All of which brings us neatly back to Babur and his Mughal dynasty. According to food historian Colleen Taylor Sen, “to the somewhat austere Hindu dining ambience the Muslims brought a refined and courtly etiquette of both group and individual dining.” Where earlier food was defined in medicinal and moral terms, regulated by the ancient ayurveda medicine whose central belief was a strict correlation between diet and health, the Mughals introduced food as an art and a celebration. Recipes became intricate, requiring great expertise in the chefs. Murgh massalam, for example, was made by removing the bones of a chicken so that it remained whole, marinating it in yoghurt and spices, stuffing it with rice, nuts, minced meant and boiled eggs, and then baking it coated with clarified butter and more spices.
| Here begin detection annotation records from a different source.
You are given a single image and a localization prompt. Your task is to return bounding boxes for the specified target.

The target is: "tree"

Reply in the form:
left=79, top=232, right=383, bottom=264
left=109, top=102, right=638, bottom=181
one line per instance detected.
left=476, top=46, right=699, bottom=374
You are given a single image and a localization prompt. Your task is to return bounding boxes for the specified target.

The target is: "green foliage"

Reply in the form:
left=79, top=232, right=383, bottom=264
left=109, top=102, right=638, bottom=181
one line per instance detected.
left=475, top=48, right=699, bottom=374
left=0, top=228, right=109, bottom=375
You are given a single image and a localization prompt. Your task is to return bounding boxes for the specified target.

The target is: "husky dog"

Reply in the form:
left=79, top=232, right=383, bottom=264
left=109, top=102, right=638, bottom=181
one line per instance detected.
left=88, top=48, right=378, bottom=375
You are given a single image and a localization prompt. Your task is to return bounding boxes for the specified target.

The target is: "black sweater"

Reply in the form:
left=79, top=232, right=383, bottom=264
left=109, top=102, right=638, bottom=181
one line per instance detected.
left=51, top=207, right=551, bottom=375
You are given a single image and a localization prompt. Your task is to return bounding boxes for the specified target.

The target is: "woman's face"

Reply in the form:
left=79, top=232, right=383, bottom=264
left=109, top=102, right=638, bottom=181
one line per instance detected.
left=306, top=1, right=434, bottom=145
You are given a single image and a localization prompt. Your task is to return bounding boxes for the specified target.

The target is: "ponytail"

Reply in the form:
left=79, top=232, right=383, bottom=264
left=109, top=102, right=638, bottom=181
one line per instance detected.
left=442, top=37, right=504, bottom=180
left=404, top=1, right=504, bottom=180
But if the Mughals developed a hybrid cuisine of great refinement, there was also a realisation of difference, a pragmatic understanding of the essentially varied food habits of different religions. Akbar banned the eating of beef in his empire in deference to his Hindu subjects and himself gave up eating meat for many months of the year. When going to war with their huge armies, the Mughal chieftains would organise separate kitchens for their soldiers, employing Persian, Turani, Kashmiri and European cooks, as well as Brahman cooks to prepare food for the Hindu soldiers.
As for the Europeans who began their conquest of India as the Mughal Empire crumbled in the 18th century, they brought certain foods too, not all of which can be celebrated with as much enthusiasm as the fragrant spices and herbs of earlier centuries. The English brought pale ale, certainly, but also vegetables of dubious delight like the cauliflower, orange carrots, and cabbages. They definitely got the better end of the bargain themselves, taking back mulligatawny soup from the Tamil muluhathani pepper soup, and the ingredients for the national British food— chicken tikka masala, while leaving us potato cutlets, trifle and custard, and cucumber sandwiches. Even the word “curry”, as used in Europe today, is a blend of Punjabi and “Mughlai” cuisine modified to suit local tastes. Considering the exquisite variety and intricacy of Indian food, this is mildly insulting to gastronomes and lexicographers alike. According to food historian Elizabeth Collingham, when the Portuguese first captured Goa in the early 1500s they asked the locals what they were eating “and the Indians replied using a word like khari or caril,” referring to a blend of spices, and this became the “curry” of infamy.
Today, the bougie cafes of Soho and Notting Hill serve “masala chai tea” to their cosmopolitan patrons and there is a sense that empire and karma have collided one final time.